Monday, May 16, 2011

Canada’s best multimedia journalism

One of my enjoyable responsibilities – honours, actually – is judging journalism awards.

This year my favourite was the multimedia feature category of the National Newspaper Awards, which were presented last weekend in Ottawa.

Yes, these awards are for newspapers, not broadcasters.

Other than cbcnews.ca, no Canadian broadcaster is creating consistently strong journalism that exploits multiple media including text stories, video, still photos and blogs, and creating communities of intelligent online commenters.

But several newspapers are committing the resources of money, time and professional staff to do just that. So is the news agency The Canadian Press.

Judges Colette Brin of Laval University, Ingrid Bejerman of McGill University and I read, watched and listened to the best multimedia journalism created in Canada in 2010.

For the top award we selected The Globe and Mail's Project Jacmel: The Disaster, the Rebuild, the Future. It’s a comprehensive and moving report on how Haitians are coping with the aftermath of the most recent earthquake.
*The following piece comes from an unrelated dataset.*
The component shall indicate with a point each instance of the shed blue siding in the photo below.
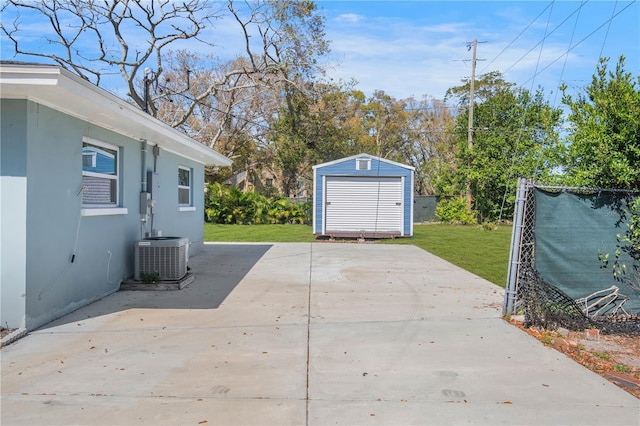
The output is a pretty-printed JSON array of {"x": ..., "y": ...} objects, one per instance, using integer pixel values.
[{"x": 347, "y": 167}]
We were impressed that the newspaper stayed with the story, keeping its staff in Haiti after most other international journalists had moved on to the next disaster.

In the multimedia world, Twitter is informative, instant and fun. It propagates breaking news as no other medium can. Sometimes that news is even true.

But to fully realize the possibilities of multimedia journalism you need a much longer attention span.

Congratulations to The Globe and Mail and other forward-looking organizations that are in multimedia journalism for the long haul.